Dr. Gutowski said that through their research they identified the key factor in the liposuction complication risk to be the patient’s BMI.  Those with the higher BMI were better able to tolerate large-scale fat removal during the procedure than those with a lower BMI.  To put it simply, obese patients may be able to tolerate larger volumes of fat extracted during any one liposuction procedure without an increased risk of complications.  Those who have less fat to remove, would experience a “more exponential increase in risk” the more fat they extract.

Patient’s BMI can help determine what liposuction treatment to undergo

The patient’s weight prior to undergoing liposuction surgery can not only be used to indicate the safe level of fat that can be removed, but also the type of liposuction procedure.  For example, those who are overweight and require large amounts of fat removal perhaps over the course of several liposuction treatments would be better suited to the Mega Liposuction procedure.

Patients who require less fat to be removed on the other hand, but are having trouble shifting the weight in problem areas such as the love handles or abdomen would be better candidates for Vaser Liposuction.  And those who are seeking a more defined, athletic physic can achieve great results from Vaser Hi Definition Liposuction, which can accurately sculpt the body.

The patient’s own individual risks could be considered

From a risk perspective, the results from the recent study promoted the authors to introduce the concept of a “relative liposuction volume threshold” which is based on BMI.  This tool enables surgeons to have a sliding scale to assess complication risk and see where this would increase, but co-author Dr.
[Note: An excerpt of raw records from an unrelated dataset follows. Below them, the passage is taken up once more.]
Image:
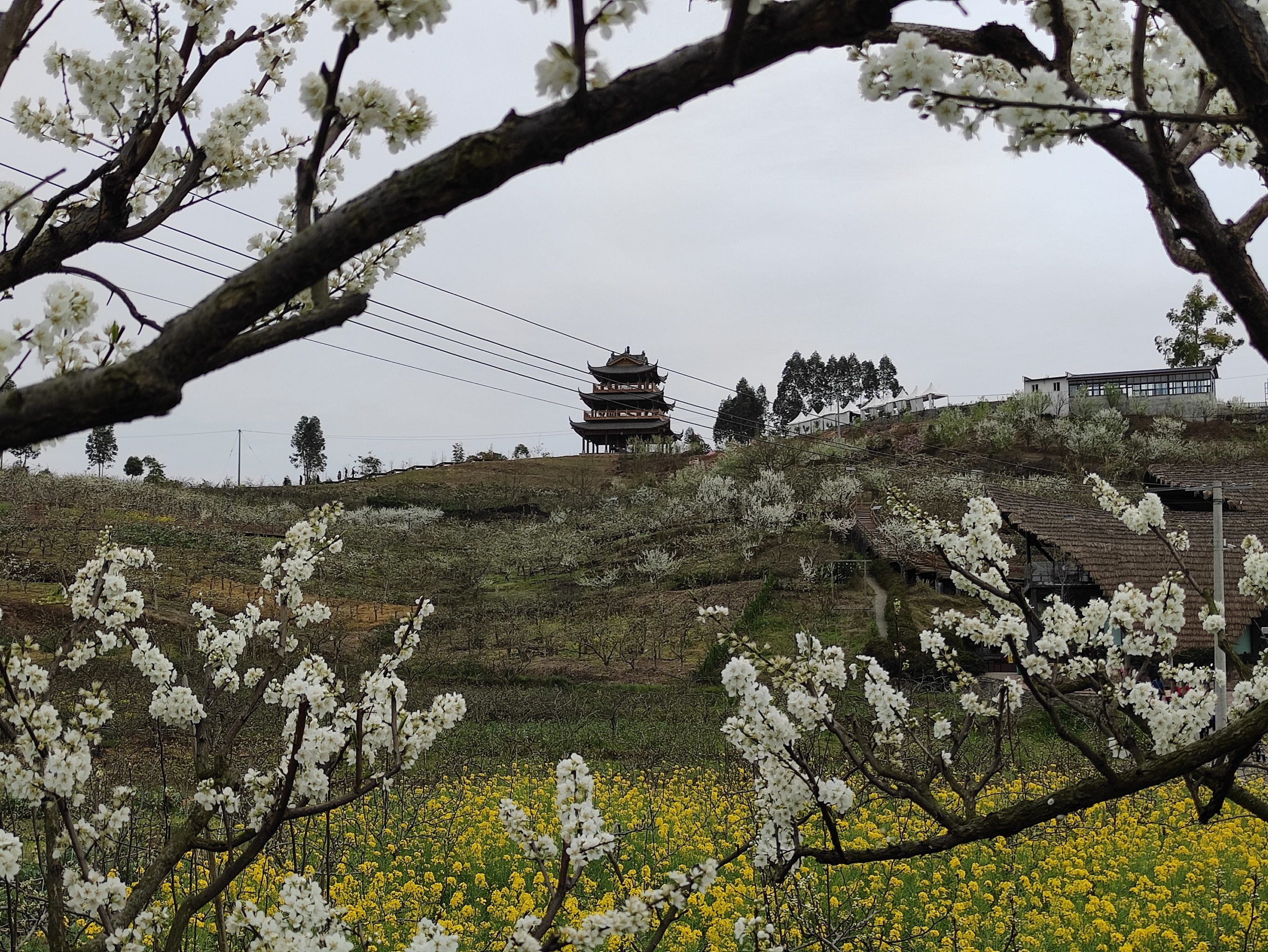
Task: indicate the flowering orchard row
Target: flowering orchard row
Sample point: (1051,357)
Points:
(1138,876)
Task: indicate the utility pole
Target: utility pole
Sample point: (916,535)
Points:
(1222,700)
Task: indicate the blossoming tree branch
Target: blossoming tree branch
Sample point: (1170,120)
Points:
(822,733)
(1157,86)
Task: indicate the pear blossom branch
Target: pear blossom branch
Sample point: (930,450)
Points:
(114,290)
(151,379)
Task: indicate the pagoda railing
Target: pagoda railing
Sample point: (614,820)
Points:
(627,388)
(624,415)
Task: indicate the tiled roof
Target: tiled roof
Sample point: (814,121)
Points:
(1112,555)
(1246,482)
(869,527)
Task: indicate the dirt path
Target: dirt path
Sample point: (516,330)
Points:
(879,606)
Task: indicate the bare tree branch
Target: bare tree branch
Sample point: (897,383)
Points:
(114,290)
(1237,737)
(150,382)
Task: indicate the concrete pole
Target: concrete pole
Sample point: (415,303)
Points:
(1222,700)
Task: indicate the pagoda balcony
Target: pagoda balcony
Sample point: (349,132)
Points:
(627,388)
(626,415)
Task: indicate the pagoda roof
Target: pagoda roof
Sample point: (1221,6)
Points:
(626,400)
(627,372)
(618,426)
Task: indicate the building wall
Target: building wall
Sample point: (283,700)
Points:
(1062,390)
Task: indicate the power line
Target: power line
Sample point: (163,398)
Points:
(400,274)
(700,423)
(436,373)
(420,317)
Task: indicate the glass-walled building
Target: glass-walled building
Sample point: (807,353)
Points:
(1181,391)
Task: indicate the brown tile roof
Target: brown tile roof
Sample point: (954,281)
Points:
(869,527)
(1246,482)
(1112,555)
John Y.S. Kim of Northwestern University, Feinberg School of Medicine, Chicago emphasises this does not provide an absolute limit on the volume of fat removed during a liposuction procedure.

While the researchers suggest that a BMI sliding scale approach may be more suitable for determining the safe levels of fat removal, each patient’s own individual risk factors must be considered.  No cosmetic surgery procedure is risk-free including liposuction.  Considerations such as the length of the surgery, adjunct cosmetic procedures and the patients overall health prior to surgery should all be taken into account when evaluating the liposuction risk.

Some of the risk associated with excessive amount of fat removal include:

  • Unattractive lumpiness or hallow dimpling of the skin where areas have been “over-suctioned”
  • Increase health risks such as anaesthesia-related reactions, infections and oedema
  • Longer surgical procedures which could increase the likelihood of blood clots forming, seromas, drop in blood pressure and toxicity

Patient may just not benefit from having more fat removed

While the current guidelines state that the fat removed from liposuction patients should not exceed the recommended 5 litres in any one procedure, it is not just because of the risks.  Often we don’t remove more than this amount, as most patients simply don’t benefit from having more fat removed.  Liposuction is a procedure we use to enhance the body shape and remove isolated fat deposits, rather than to serve as a quick weight-loss tool and get rid of large amounts of fat.

Patients with larger deposits of fat and requiring greater amounts removed may be better candidates for procedures such as tummy tuck or thigh lift.  Those who are overweight and want to undergo liposuction may see better results losing some of the additional weight through exercise and diet prior to the treatment.

Over the years, the advancement in liposuction techniques and technology have meant that a larger number of fat cells can be removed with less risk, less blood loss and discomfort as well as reduced recovery periods. The BMI sliding scale developed as a result of the recent study could be used to assist in evaluating the safe amount of fat to remove depending on the individual patient.

“Our risk assessment tool can further aid shared decision-making between the surgeon and patient by linking BMI and liposuction volumes,” adds Dr. Kim.